Бесы пустыни - Аль-Куни Ибрагим - Страница 16


Изменить размер шрифта:

16

К этому времени вожди уже приступили к выполнению первого положения договора — золото потекло струей, привлекая к себе караваны. За ними поспешили северные торговцы. Рынки наполнились товарами, зашевелились мошенники, перекупщики и ростовщики. Слабодушные успокоились в завтрашнем дне, и Томбукту задышало полной жизнью как прежде.

За день до прибытия в город огнепоклонников султан отдал приказ очистить башни от нищих, стереть аяты Корана со стен мечетей и стен дворца, запретить азан с минаретов и соборную молитву.
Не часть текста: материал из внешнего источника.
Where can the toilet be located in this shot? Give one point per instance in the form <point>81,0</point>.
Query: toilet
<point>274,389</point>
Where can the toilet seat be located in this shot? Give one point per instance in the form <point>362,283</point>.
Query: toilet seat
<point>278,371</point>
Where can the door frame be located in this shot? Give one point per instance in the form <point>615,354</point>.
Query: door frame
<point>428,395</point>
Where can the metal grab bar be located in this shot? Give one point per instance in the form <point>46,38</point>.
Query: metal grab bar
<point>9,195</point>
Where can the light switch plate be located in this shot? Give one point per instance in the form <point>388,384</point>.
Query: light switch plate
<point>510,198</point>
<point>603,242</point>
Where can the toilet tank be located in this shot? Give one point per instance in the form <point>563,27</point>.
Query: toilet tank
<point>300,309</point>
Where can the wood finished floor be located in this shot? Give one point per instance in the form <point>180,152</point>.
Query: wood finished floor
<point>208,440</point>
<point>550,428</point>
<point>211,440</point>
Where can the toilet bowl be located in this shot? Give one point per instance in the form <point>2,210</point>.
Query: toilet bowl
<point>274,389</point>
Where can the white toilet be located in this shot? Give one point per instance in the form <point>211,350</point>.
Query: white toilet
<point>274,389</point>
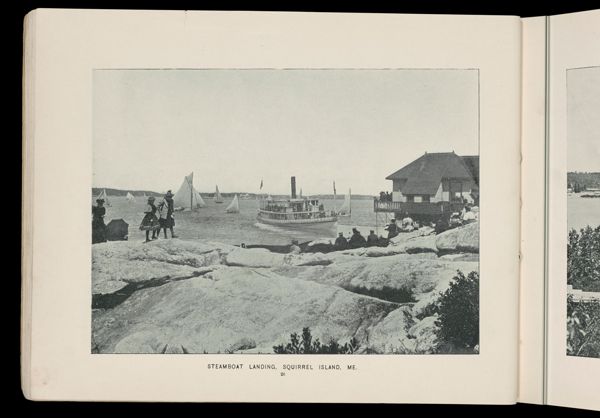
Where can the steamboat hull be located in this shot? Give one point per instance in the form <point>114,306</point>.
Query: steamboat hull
<point>326,225</point>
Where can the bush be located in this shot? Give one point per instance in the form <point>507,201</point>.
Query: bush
<point>390,294</point>
<point>306,345</point>
<point>458,312</point>
<point>583,328</point>
<point>583,259</point>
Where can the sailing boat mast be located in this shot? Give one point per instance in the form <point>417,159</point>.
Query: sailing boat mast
<point>192,191</point>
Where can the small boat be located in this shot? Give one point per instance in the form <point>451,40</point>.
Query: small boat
<point>218,197</point>
<point>297,213</point>
<point>234,206</point>
<point>346,208</point>
<point>187,197</point>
Вечером того же дня приблизился к нему начальник караула и испросил позволения доложить: сказал, что обнаружил золотой рудник неподалеку от ограды Аманая к северу от города. Возликовали дружно все члены его свиты, возрадовались души, напуганные голодом. Предсказатели изрекли, что это добрый знак богов расставаться с кошмаром и возрождаться из небытия, в то время как возрыдали мюриды братства аль-Кадирийя в молельном доме, оплакивая возвращение людей ко мраку язычества.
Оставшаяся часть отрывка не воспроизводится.